Он повел ее наверх в мастерскую, чтобы заняться любовью, и, она вдруг поняла, что пенис Уолдо использовал как оружие, чтобы развеивать все сомнения и делать ее послушной и на все согласной. Но в тот день она почему-то больше не видела у него квадратного подбородка: то ли свет падал не так, то ли сам Уолдо разжирел и состарился, – во всяком случае, подбородок у него был такой же, как у всех остальных. Перед ее глазами возник образ Кирка Дугласа, скачущего на коне вверх по склону, и она наконец вспомнила тот фильм, который смотрела с матерью, – «Одинокие отважны». Но этот мужчина был далеко не Кирк Дуглас.

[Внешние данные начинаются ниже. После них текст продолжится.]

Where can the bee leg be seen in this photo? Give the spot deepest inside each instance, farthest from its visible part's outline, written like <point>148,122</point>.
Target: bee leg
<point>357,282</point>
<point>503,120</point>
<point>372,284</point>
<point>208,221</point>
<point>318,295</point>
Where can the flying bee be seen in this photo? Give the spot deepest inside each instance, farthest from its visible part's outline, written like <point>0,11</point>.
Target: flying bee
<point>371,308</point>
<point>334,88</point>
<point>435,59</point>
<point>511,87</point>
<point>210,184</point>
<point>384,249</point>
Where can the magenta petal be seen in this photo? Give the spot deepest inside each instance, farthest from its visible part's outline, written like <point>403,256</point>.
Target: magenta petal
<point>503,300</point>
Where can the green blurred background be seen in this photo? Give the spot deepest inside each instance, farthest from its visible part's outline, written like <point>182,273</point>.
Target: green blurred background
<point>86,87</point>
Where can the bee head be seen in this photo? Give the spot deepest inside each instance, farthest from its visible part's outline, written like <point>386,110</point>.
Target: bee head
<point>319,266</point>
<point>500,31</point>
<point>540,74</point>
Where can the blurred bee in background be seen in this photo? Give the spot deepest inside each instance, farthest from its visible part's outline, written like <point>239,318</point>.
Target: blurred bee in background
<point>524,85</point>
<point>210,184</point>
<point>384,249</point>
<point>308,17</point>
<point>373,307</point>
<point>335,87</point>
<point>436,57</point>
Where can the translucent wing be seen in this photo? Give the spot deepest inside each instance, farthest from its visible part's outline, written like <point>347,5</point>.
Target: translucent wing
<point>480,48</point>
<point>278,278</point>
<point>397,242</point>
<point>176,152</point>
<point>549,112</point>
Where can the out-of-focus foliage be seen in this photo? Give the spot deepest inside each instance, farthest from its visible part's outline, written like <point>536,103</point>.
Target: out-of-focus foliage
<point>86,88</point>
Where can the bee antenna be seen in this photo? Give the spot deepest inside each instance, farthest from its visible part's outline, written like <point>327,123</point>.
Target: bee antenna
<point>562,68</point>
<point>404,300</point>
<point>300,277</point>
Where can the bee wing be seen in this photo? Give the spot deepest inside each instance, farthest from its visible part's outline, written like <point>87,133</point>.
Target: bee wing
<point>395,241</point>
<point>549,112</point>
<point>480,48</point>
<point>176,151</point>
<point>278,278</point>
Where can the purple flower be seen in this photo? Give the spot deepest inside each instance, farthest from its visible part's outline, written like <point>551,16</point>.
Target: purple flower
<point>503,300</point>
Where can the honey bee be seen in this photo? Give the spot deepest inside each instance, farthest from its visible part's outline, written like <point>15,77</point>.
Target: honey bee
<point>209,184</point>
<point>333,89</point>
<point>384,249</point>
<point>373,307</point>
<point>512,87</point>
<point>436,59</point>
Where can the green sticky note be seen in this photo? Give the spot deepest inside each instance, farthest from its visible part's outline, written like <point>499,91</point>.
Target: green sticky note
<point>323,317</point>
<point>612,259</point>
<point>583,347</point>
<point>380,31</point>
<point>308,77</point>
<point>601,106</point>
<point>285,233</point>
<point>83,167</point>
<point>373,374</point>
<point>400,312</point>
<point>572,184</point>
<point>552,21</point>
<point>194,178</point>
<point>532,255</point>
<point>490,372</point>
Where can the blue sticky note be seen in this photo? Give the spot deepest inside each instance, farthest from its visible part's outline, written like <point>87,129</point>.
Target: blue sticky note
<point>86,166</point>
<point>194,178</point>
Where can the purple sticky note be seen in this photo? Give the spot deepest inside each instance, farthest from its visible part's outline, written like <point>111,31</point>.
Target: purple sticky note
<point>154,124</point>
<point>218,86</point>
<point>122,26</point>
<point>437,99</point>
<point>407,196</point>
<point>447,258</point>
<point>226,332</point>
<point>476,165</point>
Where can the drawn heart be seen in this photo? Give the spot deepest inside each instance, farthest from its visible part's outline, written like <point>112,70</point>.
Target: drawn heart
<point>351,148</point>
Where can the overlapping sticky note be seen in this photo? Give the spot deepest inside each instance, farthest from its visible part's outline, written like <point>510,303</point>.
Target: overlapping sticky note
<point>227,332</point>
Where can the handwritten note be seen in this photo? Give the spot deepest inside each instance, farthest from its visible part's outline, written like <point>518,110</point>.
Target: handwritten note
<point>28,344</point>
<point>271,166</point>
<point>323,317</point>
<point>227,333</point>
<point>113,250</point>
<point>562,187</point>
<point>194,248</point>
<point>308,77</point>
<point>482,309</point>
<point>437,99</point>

Она подписала нужные документы. У нее не было сил уйти, а кроме того, она хотела ребенка.
Но что такого она сделала? Чем заслужила все это? Она, Дженис, всегда милая, добрая, хорошая! Может, Джо ее сглазила, напустила проклятие? Но она с ужасом поняла, что никакое это не проклятие, а вполне заслуженное наказание.
В тот день Дженис сделала то, что ей запрещали и Элиза, и Уолдо, – без приглашения зашла в комнату падчерицы. Та была на экзамене по математике и не могла нагрянуть неожиданно. Девичья комнатка оказалась чисто прибрана, только вся мебель в ней выкрашена в красное. Дженис начала шарить по шкафам, один за другим выдвигая ящики. В одном из них под целой кучей красных шарфиков от Версаче, Фенди и Дольче и Габбаны она нашла обувную коробку, набитую упаковками от прописанных ей лекарств. Там же лежало множество конвертиков с неизвестными таблетками и лезвие, которым Элиза раньше любила резать себе вены. Теперь все стало ясно – Элиза постоянно контролировала лечение мачехи. Осторожненько, своими тоненькими нежными пальчиками, этими крохотными скорпионьими щупальцами, взрезала бритвой упаковки, извлекала из них лекарства и подменяла бог знает чем, потом опять склеивала упаковку и подсовывала в аптечку в ванной комнате. А Дженис, доверчивый, добрый и тупой Телец, ничего не замечала.
Сидя на девичьей постели Элизы, Дженис рыдала в голос. На шум прибежал Уолдо.
– Что ты делаешь в комнате Элизы? – возмутился он. – Не хватало только вынюхивать и шпионить!
– Да, я вынюхивала и шпионила! И правильно сделала! – воскликнула Дженис. – Теперь мне понятно, почему я не могла забеременеть. Об этом, оказывается, позаботилась Элиза!
Она сунула коробку под нос Уолдо, но тот словно в упор ее не видел.
– Да ты готова свалить вину на кого угодно, лишь бы остаться чистой!
– Тебе придется выбирать, – сказала она. – Или я и ребенок, или Элиза и никакого ребенка!
Он молча смотрел на нее, взвешивая ответ. И она прочла его мысли – он думал, что может обойтись без нее, как когда-то обошелся без Джо. И поняла, что Элиза победила.
В тот же день она съехала от него. В этом доме ей больше нечего было делать.